After way too many years, Apple is finally encrypting iCloud backups:
Based on a screenshot from Apple, these categories are covered when you flip on Advanced Data Protection: device backups, messages backups, iCloud Drive, Notes, Photos, Reminders, Safari bookmarks, Siri Shortcuts, Voice Memos, and Wallet Passes. Apple says the only “major” categories not covered by Advanced Data Protection are iCloud Mail, Contacts, and Calendar because “of the need to interoperate with the global email, contacts, and calendar systems,” according to its press release.
You can see the full list of data categories and what is protected under standard data protection, which is the default for your account, and Advanced Data Protection on Apple’s website.

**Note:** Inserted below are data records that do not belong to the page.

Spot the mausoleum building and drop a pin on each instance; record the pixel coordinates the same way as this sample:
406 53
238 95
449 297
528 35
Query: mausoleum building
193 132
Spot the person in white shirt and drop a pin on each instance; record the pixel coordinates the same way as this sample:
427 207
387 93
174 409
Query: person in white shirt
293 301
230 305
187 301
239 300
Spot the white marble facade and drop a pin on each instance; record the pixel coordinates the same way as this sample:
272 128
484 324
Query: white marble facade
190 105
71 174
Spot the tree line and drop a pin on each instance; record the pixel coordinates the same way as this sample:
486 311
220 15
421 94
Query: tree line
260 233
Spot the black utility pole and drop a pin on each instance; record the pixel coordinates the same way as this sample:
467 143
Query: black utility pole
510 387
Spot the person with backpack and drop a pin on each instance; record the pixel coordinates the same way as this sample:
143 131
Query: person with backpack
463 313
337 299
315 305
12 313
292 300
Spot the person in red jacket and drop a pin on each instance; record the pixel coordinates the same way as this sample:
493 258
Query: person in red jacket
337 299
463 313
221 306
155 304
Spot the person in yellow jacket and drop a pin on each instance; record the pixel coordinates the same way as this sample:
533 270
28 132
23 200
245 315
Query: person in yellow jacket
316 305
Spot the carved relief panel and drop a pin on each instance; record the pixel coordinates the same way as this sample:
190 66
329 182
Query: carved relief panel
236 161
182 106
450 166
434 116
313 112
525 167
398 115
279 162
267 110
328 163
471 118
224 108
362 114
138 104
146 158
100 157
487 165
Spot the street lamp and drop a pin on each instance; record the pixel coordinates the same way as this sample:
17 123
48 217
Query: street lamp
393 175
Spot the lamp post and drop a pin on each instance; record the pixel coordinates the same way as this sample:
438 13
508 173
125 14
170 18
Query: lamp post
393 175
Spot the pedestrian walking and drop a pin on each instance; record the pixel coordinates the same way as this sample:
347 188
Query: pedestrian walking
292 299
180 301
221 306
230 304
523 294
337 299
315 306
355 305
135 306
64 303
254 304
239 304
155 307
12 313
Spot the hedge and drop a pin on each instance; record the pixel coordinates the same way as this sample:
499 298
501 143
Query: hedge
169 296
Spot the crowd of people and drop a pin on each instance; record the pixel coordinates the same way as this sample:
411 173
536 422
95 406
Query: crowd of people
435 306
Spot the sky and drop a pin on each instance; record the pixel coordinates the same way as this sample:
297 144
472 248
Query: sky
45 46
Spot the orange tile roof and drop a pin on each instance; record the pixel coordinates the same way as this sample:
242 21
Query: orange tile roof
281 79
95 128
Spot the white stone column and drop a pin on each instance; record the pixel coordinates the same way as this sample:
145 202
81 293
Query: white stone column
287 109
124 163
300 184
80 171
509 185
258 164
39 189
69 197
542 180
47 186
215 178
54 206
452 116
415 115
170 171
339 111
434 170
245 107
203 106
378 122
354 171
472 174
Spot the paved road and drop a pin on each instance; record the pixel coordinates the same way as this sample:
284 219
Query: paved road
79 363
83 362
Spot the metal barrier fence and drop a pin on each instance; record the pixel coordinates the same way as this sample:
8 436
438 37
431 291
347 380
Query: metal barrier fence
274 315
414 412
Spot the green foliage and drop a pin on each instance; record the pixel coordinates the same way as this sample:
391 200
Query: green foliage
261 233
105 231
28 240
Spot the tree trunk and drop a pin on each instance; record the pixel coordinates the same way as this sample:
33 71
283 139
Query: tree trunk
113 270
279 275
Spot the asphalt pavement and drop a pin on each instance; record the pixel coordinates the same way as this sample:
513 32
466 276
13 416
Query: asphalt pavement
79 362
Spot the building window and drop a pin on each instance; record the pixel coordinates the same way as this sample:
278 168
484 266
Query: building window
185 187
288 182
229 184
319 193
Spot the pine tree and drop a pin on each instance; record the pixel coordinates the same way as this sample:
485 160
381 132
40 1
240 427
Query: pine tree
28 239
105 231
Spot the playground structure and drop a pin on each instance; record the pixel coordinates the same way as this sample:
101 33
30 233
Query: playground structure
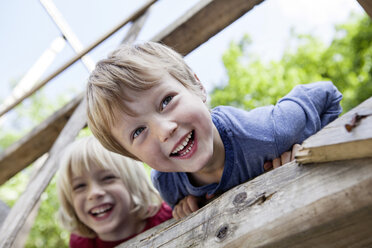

With standard data protection, Apple holds the encryption keys for things that aren’t end-to-end encrypted, which means the company can help you recover that data if needed. Data that’s end-to-end encrypted can only be encrypted on “your trusted devices where you’re signed in with your Apple ID,” according to Apple, meaning that the company—or law enforcement or hackers—cannot access your data from Apple’s databases.
Note that this system doesn’t have the backdoor that was in Apple’s previous proposal, the one put there under the guise of detecting CSAM.
Apple says that it will roll out worldwide by the end of next year. I wonder how China will react to this.